1. What are the main features of globalisation?
Ans.Globalisation is characterized by the increased interconnectedness of economies, cultures, and populations across the world. Key features include the expansion of international trade, the rise of multinational corporations (MNCs), advancements in technology and communication, and the flow of capital and labor across borders. These elements contribute to a more integrated global economy, facilitating the exchange of goods, services, and ideas.
2. What role do MNCs play in the process of globalisation?

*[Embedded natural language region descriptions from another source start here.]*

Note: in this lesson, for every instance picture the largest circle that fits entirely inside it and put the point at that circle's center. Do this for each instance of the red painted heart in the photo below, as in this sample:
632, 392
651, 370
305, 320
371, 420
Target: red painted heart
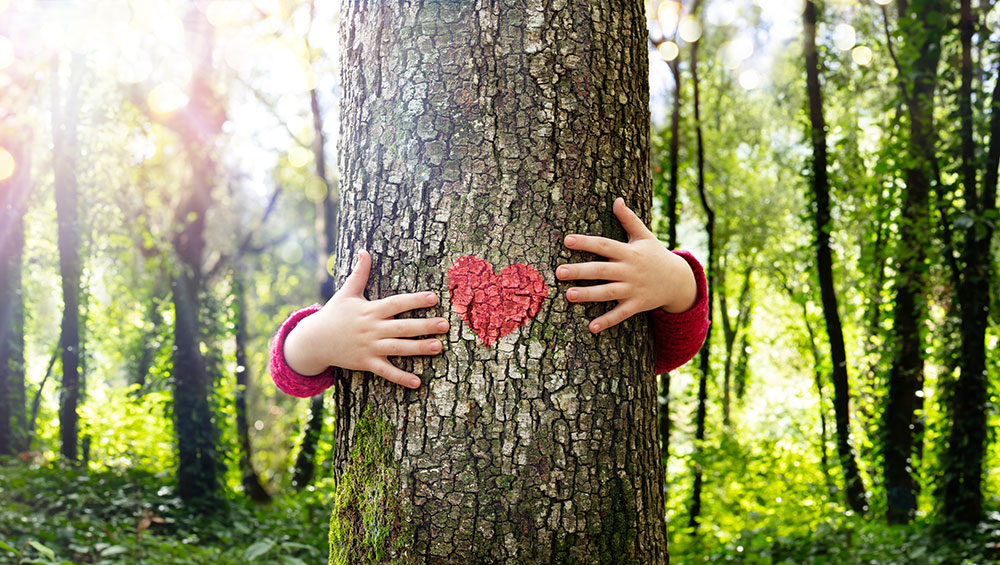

Ans.Multinational corporations play a crucial role in globalisation by establishing operations in multiple countries, which helps in spreading technology, capital, and managerial expertise. MNCs contribute to economic growth in host countries by creating jobs, increasing production, and enhancing competitiveness. They often influence local markets and can drive policy changes to facilitate their operations, thereby shaping the global economic landscape.
3. How does the World Trade Organisation (WTO) influence global trade?
Ans.The World Trade Organisation (WTO) influences global trade by providing a framework for negotiating and formalizing trade agreements among member countries. It aims to ensure that trade flows as smoothly, predictably, and freely as possible. The WTO also resolves trade disputes and monitors national trade policies, promoting fairness and reducing trade barriers to enhance global economic cooperation.
4. What are the impacts of globalisation on the Indian economy?
Ans.Globalisation has had significant impacts on the Indian economy, including increased foreign investment, enhanced access to international markets, and accelerated economic growth. It has led to the emergence of a competitive environment, promoting efficiency and innovation in various sectors. However, globalisation has also led to challenges such as income inequality and environmental concerns, necessitating policies to address these issues.
5. What steps can be taken to attract foreign investment in a country?
Ans.To attract foreign investment, countries can implement several strategies, including creating a favorable regulatory environment, offering tax incentives, improving infrastructure, and ensuring political stability. Transparency in governance and protecting investors' rights are also crucial. Additionally, promoting skilled labor and fostering innovation can make a country more appealing to foreign investors looking for growth opportunities.